Pierre Marie Bournique (March 4, 1888 – May 18, 1911), known simply as Pierre Marie, was a pioneering French aviator from the region of Lorraine.

== Early life ==
Pierre-Marie-Joseph-Ernest Bournique was born on 4 March 1888, in Abreschviller, Lorraine (at the time annexed by Germany). He was the son of Joseph Bournique, a forestry manager. After completing his secondary education in Strasbourg, where he excelled in several sports, Bournique attended forestry management courses in Nancy from 1905 to 1906. He continued his studies in silviculture at Magdalen College, Oxford. He was recommended by the director of the Oxford forestry school and went to Vancouver, Canada, to gain practical experience at a forestry operation. He returned to Lorraine in May 1908 and worked in his father's forestry business.

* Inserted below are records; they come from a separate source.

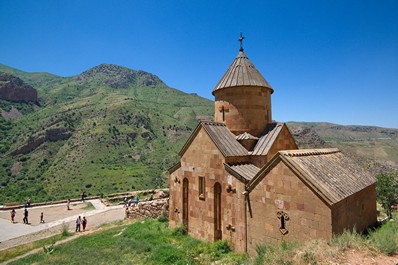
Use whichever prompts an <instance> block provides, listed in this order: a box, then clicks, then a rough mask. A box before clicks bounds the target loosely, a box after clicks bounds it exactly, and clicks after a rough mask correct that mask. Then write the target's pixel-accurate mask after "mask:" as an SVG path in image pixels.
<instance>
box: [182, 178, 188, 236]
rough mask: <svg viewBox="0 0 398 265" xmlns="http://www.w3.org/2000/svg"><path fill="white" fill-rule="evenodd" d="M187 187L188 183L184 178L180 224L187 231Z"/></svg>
mask: <svg viewBox="0 0 398 265" xmlns="http://www.w3.org/2000/svg"><path fill="white" fill-rule="evenodd" d="M188 185H189V181H188V179H187V178H184V180H183V182H182V224H183V225H184V226H185V229H187V231H188Z"/></svg>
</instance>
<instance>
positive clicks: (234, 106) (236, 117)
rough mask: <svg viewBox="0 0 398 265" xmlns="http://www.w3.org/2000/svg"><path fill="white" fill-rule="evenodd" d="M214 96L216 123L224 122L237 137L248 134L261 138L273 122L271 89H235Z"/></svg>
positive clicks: (218, 92) (230, 88)
mask: <svg viewBox="0 0 398 265" xmlns="http://www.w3.org/2000/svg"><path fill="white" fill-rule="evenodd" d="M214 96H215V102H214V106H215V111H214V121H216V122H224V123H225V124H226V125H227V127H228V129H230V130H231V132H232V133H234V134H236V135H237V134H241V133H244V132H248V133H250V134H251V135H254V136H260V134H261V133H262V132H263V131H264V129H265V127H266V126H267V124H268V123H271V122H272V114H271V89H268V88H263V87H253V86H252V87H233V88H226V89H221V90H217V91H214ZM223 111H224V119H225V120H223Z"/></svg>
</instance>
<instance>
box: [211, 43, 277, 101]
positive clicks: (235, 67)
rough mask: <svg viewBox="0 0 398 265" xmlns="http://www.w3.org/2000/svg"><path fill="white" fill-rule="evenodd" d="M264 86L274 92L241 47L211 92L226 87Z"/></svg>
mask: <svg viewBox="0 0 398 265" xmlns="http://www.w3.org/2000/svg"><path fill="white" fill-rule="evenodd" d="M242 86H244V87H264V88H269V89H270V90H271V94H272V93H273V92H274V90H273V88H272V87H271V86H270V84H268V82H267V80H265V78H264V77H263V76H262V75H261V74H260V72H259V71H258V70H257V69H256V67H254V65H253V63H252V62H251V61H250V60H249V58H247V56H246V54H245V53H244V52H243V49H241V50H240V51H239V54H238V56H237V57H236V58H235V60H234V61H233V62H232V64H231V66H230V67H229V68H228V70H227V72H226V73H225V74H224V76H223V77H222V78H221V80H220V81H219V82H218V84H217V85H216V87H215V88H214V90H213V92H212V94H213V95H214V93H215V91H218V90H221V89H224V88H228V87H242Z"/></svg>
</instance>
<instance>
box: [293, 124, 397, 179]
mask: <svg viewBox="0 0 398 265" xmlns="http://www.w3.org/2000/svg"><path fill="white" fill-rule="evenodd" d="M288 127H289V129H290V130H291V132H292V133H293V136H294V138H295V139H296V141H297V143H298V145H299V147H300V148H324V147H336V148H339V149H340V150H341V151H342V152H344V153H345V154H346V155H348V156H350V157H351V158H352V159H353V160H355V161H356V162H357V163H358V164H360V165H361V166H362V167H364V168H365V169H366V170H368V171H369V172H370V173H371V174H372V175H377V174H380V173H382V172H390V171H396V170H398V129H389V128H381V127H375V126H354V125H352V126H342V125H337V124H331V123H325V122H288Z"/></svg>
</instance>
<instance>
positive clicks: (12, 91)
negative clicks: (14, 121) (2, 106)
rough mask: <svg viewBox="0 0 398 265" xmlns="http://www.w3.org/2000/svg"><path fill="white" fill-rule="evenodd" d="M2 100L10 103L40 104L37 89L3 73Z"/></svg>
mask: <svg viewBox="0 0 398 265" xmlns="http://www.w3.org/2000/svg"><path fill="white" fill-rule="evenodd" d="M0 99H3V100H9V101H25V102H28V101H32V102H38V99H37V90H36V89H34V88H33V87H32V86H30V85H28V84H26V83H25V82H24V81H23V80H22V79H20V78H18V77H16V76H14V75H12V74H8V73H1V72H0Z"/></svg>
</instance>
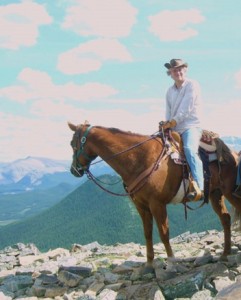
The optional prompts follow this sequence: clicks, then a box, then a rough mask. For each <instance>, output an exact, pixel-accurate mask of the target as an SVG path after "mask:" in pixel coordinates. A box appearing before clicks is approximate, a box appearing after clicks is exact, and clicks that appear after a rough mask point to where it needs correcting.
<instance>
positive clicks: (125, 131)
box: [95, 126, 144, 137]
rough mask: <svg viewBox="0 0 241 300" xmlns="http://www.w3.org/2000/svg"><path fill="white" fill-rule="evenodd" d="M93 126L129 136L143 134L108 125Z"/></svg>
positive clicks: (112, 132) (117, 133)
mask: <svg viewBox="0 0 241 300" xmlns="http://www.w3.org/2000/svg"><path fill="white" fill-rule="evenodd" d="M95 127H96V128H100V129H104V130H107V131H110V132H111V133H113V134H125V135H129V136H138V137H141V136H144V134H140V133H134V132H132V131H125V130H121V129H119V128H115V127H109V128H107V127H103V126H95Z"/></svg>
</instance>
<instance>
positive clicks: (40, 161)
mask: <svg viewBox="0 0 241 300" xmlns="http://www.w3.org/2000/svg"><path fill="white" fill-rule="evenodd" d="M222 139H223V141H224V142H225V143H226V144H227V145H228V146H229V147H230V148H231V149H233V150H235V151H240V150H241V138H239V137H230V136H228V137H222ZM97 160H98V158H97ZM70 164H71V162H70V161H65V160H63V161H61V160H53V159H48V158H42V157H31V156H29V157H27V158H24V159H18V160H16V161H13V162H11V163H1V162H0V194H1V193H17V192H23V191H27V190H35V189H46V188H51V187H54V186H57V185H58V184H60V183H63V182H64V183H68V184H71V185H76V184H80V183H83V182H84V181H85V180H86V176H84V177H83V178H81V179H80V178H75V177H74V176H73V175H72V174H71V173H70V171H69V169H70ZM91 171H92V172H93V173H94V174H95V175H96V176H100V175H102V174H113V173H114V171H113V170H112V169H111V168H110V167H109V166H108V165H107V164H106V163H105V162H104V161H100V163H96V164H94V165H93V166H91Z"/></svg>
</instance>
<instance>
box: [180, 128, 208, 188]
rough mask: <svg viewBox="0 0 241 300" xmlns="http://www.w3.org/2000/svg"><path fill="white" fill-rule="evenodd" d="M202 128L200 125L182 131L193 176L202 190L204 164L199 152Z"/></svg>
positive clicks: (202, 185)
mask: <svg viewBox="0 0 241 300" xmlns="http://www.w3.org/2000/svg"><path fill="white" fill-rule="evenodd" d="M201 135H202V129H201V128H199V127H194V128H189V129H187V130H186V131H184V132H183V133H182V135H181V136H182V141H183V148H184V153H185V156H186V159H187V162H188V165H189V167H190V169H191V173H192V177H193V179H194V180H195V181H196V182H197V184H198V186H199V188H200V190H203V188H204V179H203V165H202V161H201V159H200V157H199V154H198V148H199V141H200V138H201Z"/></svg>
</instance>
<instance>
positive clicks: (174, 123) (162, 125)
mask: <svg viewBox="0 0 241 300" xmlns="http://www.w3.org/2000/svg"><path fill="white" fill-rule="evenodd" d="M176 125H177V122H176V121H175V120H174V119H172V120H171V121H167V122H163V121H162V122H160V123H159V131H161V130H166V129H168V128H173V127H175V126H176Z"/></svg>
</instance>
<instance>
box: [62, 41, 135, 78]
mask: <svg viewBox="0 0 241 300" xmlns="http://www.w3.org/2000/svg"><path fill="white" fill-rule="evenodd" d="M105 60H118V61H123V62H129V61H132V57H131V55H130V53H129V52H128V50H127V49H126V48H125V46H124V45H122V44H121V43H120V42H118V41H117V40H114V39H103V38H100V39H96V40H92V41H89V42H87V43H83V44H81V45H79V46H78V47H76V48H73V49H71V50H69V51H67V52H65V53H62V54H61V55H59V58H58V65H57V67H58V69H59V70H60V71H61V72H63V73H65V74H80V73H87V72H90V71H97V70H99V69H100V68H101V66H102V62H103V61H105Z"/></svg>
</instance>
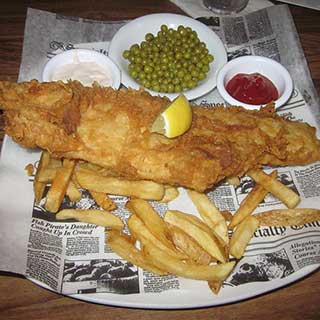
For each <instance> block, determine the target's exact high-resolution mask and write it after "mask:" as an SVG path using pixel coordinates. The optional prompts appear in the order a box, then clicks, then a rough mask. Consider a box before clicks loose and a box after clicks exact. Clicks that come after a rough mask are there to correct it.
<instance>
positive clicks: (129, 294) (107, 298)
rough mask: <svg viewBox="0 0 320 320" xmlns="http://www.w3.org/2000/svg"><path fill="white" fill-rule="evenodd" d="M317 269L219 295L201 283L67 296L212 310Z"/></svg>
mask: <svg viewBox="0 0 320 320" xmlns="http://www.w3.org/2000/svg"><path fill="white" fill-rule="evenodd" d="M318 268H319V265H311V266H307V267H304V268H303V269H300V270H299V271H297V272H295V273H293V274H292V275H290V276H288V277H286V278H283V279H278V280H273V281H268V282H254V283H248V284H247V285H242V286H239V287H230V288H226V289H229V290H226V289H224V290H223V291H221V292H219V294H218V295H214V294H213V293H212V292H209V290H208V289H207V285H206V284H205V285H204V290H203V291H194V290H180V291H176V290H169V291H166V292H162V293H149V294H147V295H139V294H128V295H125V294H123V295H121V294H112V293H90V294H74V295H69V297H71V298H75V299H79V300H83V301H88V302H93V303H99V304H103V305H111V306H117V307H127V308H140V309H194V308H204V307H214V306H219V305H225V304H228V303H234V302H240V301H243V300H246V299H250V298H253V297H256V296H259V295H261V294H265V293H268V292H271V291H274V290H276V289H280V288H282V287H285V286H287V285H289V284H291V283H293V282H295V281H297V280H299V279H302V278H304V277H305V276H307V275H308V274H310V273H312V272H315V271H316V270H317V269H318ZM28 280H30V281H32V282H34V283H35V284H37V285H39V286H40V287H43V288H45V289H47V290H50V291H53V290H52V289H51V288H50V287H49V286H47V285H46V284H44V283H42V282H40V281H38V280H35V279H32V278H28ZM206 289H207V290H206ZM284 290H285V289H284ZM53 292H54V291H53Z"/></svg>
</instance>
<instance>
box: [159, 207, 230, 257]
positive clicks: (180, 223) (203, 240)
mask: <svg viewBox="0 0 320 320" xmlns="http://www.w3.org/2000/svg"><path fill="white" fill-rule="evenodd" d="M190 217H192V218H190ZM194 220H198V222H197V224H195V223H192V221H194ZM164 221H166V222H167V223H171V224H172V225H174V226H176V227H178V228H180V229H181V230H183V231H184V232H186V233H187V234H188V235H189V236H190V237H192V238H193V239H194V240H195V241H196V242H197V243H198V244H199V245H200V246H201V247H202V249H204V250H205V251H207V252H208V253H209V254H210V255H211V256H212V257H213V258H215V259H217V260H218V261H220V262H225V261H226V257H225V254H224V251H223V250H222V248H221V247H220V245H219V242H218V240H216V239H215V237H214V236H213V234H212V232H211V230H210V229H209V230H210V231H209V232H207V231H205V227H203V228H202V227H199V225H201V224H203V225H205V224H204V223H203V222H202V221H201V220H200V219H198V218H197V217H195V216H192V215H190V214H186V213H182V212H180V211H176V210H168V211H167V212H166V214H165V216H164ZM205 226H206V225H205Z"/></svg>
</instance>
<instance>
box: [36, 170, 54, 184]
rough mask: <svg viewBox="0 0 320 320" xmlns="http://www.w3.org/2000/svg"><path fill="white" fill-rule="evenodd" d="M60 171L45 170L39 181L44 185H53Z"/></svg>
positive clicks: (40, 176) (42, 172)
mask: <svg viewBox="0 0 320 320" xmlns="http://www.w3.org/2000/svg"><path fill="white" fill-rule="evenodd" d="M58 170H59V169H58V168H44V169H43V171H42V172H41V175H40V176H39V181H40V182H43V183H51V182H52V181H53V179H54V178H55V176H56V174H57V171H58Z"/></svg>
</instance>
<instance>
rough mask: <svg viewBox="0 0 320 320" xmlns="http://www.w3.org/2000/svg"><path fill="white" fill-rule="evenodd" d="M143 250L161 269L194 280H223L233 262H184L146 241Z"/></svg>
mask: <svg viewBox="0 0 320 320" xmlns="http://www.w3.org/2000/svg"><path fill="white" fill-rule="evenodd" d="M144 251H145V254H146V256H147V257H150V259H151V261H152V263H153V264H155V265H156V266H157V267H158V268H160V269H162V270H166V271H168V272H169V273H172V274H175V275H178V276H180V277H183V278H189V279H194V280H214V281H223V280H225V279H226V278H227V277H228V275H229V274H230V272H231V271H232V269H233V267H234V265H235V262H234V261H232V262H227V263H220V264H216V265H197V264H186V263H184V262H183V261H181V260H179V259H178V258H176V257H173V256H171V255H169V254H168V253H167V252H165V251H163V250H161V249H159V248H158V247H157V246H155V245H154V244H152V243H146V245H145V247H144Z"/></svg>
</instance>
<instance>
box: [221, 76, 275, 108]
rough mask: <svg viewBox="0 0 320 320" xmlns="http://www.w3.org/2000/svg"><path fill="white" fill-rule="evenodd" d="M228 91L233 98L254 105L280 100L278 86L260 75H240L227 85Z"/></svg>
mask: <svg viewBox="0 0 320 320" xmlns="http://www.w3.org/2000/svg"><path fill="white" fill-rule="evenodd" d="M226 90H227V92H228V93H229V94H230V95H231V96H232V97H233V98H235V99H237V100H239V101H241V102H244V103H248V104H254V105H260V104H266V103H268V102H270V101H275V100H277V99H278V98H279V93H278V90H277V88H276V86H275V85H274V84H273V83H272V81H270V80H269V79H268V78H266V77H265V76H263V75H262V74H260V73H250V74H246V73H238V74H236V75H235V76H234V77H233V78H232V79H231V80H230V81H229V82H228V83H227V86H226Z"/></svg>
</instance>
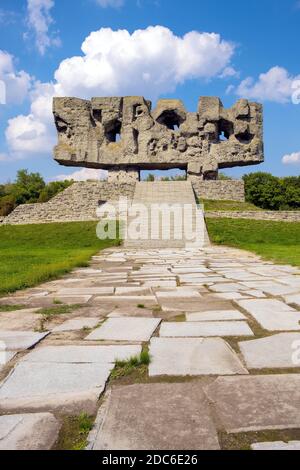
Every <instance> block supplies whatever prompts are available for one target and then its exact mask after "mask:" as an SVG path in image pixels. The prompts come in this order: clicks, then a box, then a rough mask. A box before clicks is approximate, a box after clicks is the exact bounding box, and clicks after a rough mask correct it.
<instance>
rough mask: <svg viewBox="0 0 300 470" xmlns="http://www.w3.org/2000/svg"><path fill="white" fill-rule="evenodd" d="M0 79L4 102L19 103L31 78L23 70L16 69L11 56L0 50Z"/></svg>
mask: <svg viewBox="0 0 300 470" xmlns="http://www.w3.org/2000/svg"><path fill="white" fill-rule="evenodd" d="M0 81H1V83H2V88H3V89H4V91H5V102H6V104H21V103H22V102H23V101H24V99H25V98H26V96H27V95H28V92H29V89H30V87H31V83H32V78H31V77H30V75H29V74H28V73H26V72H24V70H20V71H17V70H16V69H15V65H14V58H13V56H12V55H11V54H9V53H8V52H5V51H2V50H0ZM2 104H4V103H2Z"/></svg>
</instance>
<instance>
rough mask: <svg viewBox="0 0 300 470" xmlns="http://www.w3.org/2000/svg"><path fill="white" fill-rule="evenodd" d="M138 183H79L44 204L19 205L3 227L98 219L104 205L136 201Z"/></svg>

== Interest in aviation ==
Fascinated by the emerging field of aviation, Pierre-Marie Bournique decided to become a pilot. He obtained his pilot's license on July 19, 1910, at the Buc aerodrome near Versailles, flying a REP aircraft. Shortly afterward, he began working with the aircraft manufacturer Robert Esnault-Pelterie, flying around the Paris area. He was known in the media as "Pierre Marie." In February 1911, he began working for the aviation manufacturer Armand Deperdussin in Reims-Betheny.

== Achievements ==
On 13 February 1911, Pierre Marie set the world record flying 100 km with a passenger aboard a Deperdussin monoplane powered by a 100-horsepower Gnome engine. The record was widely celebrated in the media.

== Death ==
On 18 May 1911, Pierre Marie tragically died in a plane crash while flying to Mourmelon. The accident occurred shortly after takeoff, with a French army lieutenant on board.